Hong Kong recorded more than HK$97 billion in proceeds from initial public offerings in early March, about ten times the sum raised during the comparable period in 2025, according to Morgan Stanley. The jump in early-year fundraising arrives even as the city’s main equity gauges have shown weakness so far this year.
Year-to-date performance for major indices has been mixed: the Hang Seng Index is down 1.6% while the Hang Seng Tech Index has fallen 8.3%. Despite those declines, trading activity has remained supportive of new listings, with average daily turnover reaching HK$273 billion year-to-date - a 9% increase relative to full-year 2025 levels.
Among underwriters, China International Capital Corporation - CICC - led the league table in early March. The firm sponsored 12 of 28 deals, accounting for 27% of funds raised, effectively maintaining the share it held throughout 2025. CICC’s sponsored transactions so far this year have concentrated on semiconductors, technology hardware and artificial intelligence-related businesses.
The average size of CICC-sponsored transactions stood at $560 million, a figure that is 26% larger than the market-wide average deal size. That disparity highlights a skew toward larger offerings among CICC’s mandates.
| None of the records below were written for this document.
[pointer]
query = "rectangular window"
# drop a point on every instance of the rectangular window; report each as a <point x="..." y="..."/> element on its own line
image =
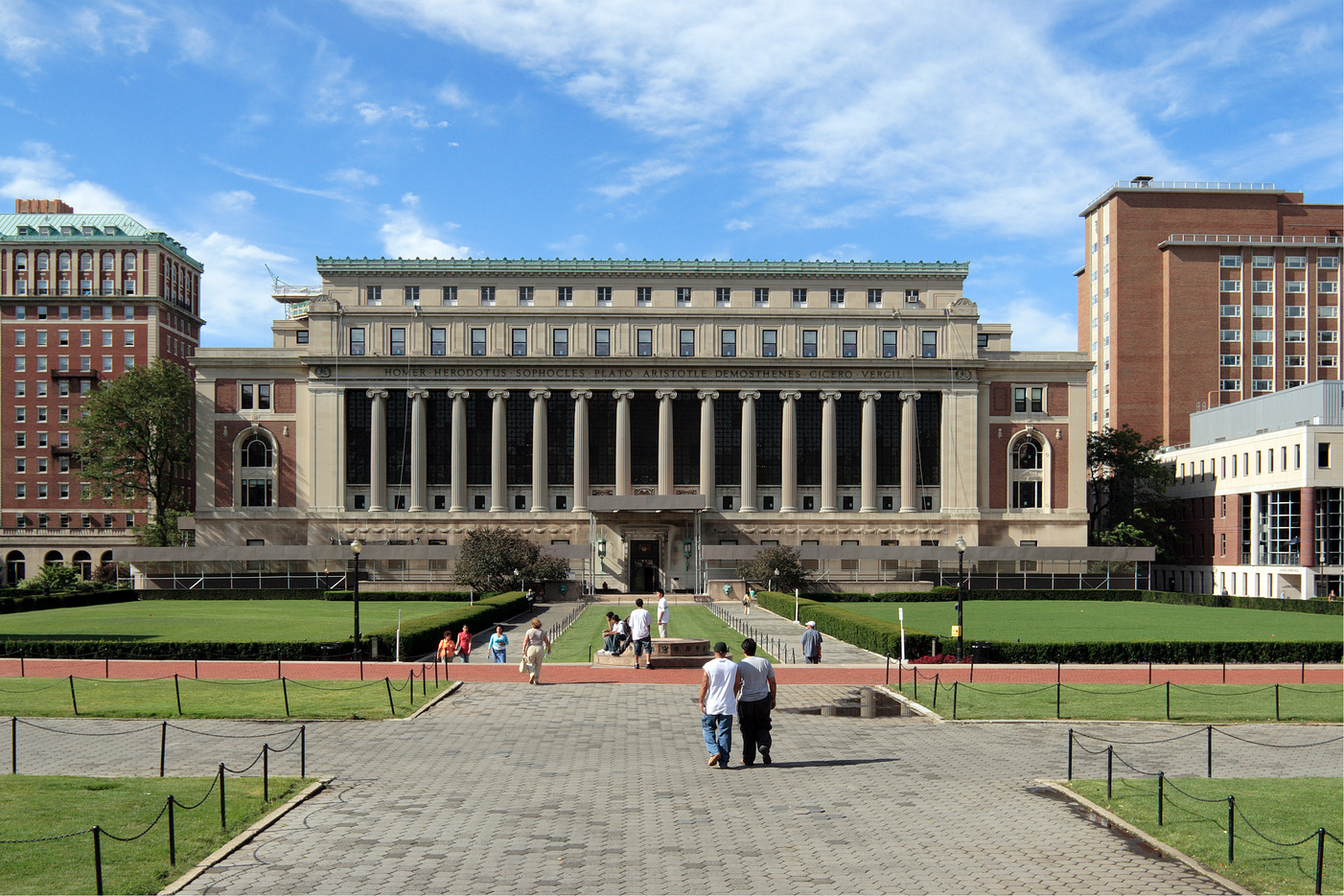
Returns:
<point x="687" y="343"/>
<point x="889" y="343"/>
<point x="809" y="343"/>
Onshore brokers dominate the broader IPO pipeline, which contains more than 380 prospective listings. CITIC tops the list with 103 sponsored deals in the pipeline, closely followed by CICC with 102. Huatai holds 59 sponsored deals. The distribution of pipeline activity underscores the central role that domestic underwriting houses continue to play in feeding new issuances to the Hong Kong capital markets.
Taken together, the data point to a market environment where elevated liquidity and concentrated underwriting activity are supporting a sizable jump in early-year IPO fundraising, even as headline indices register declines.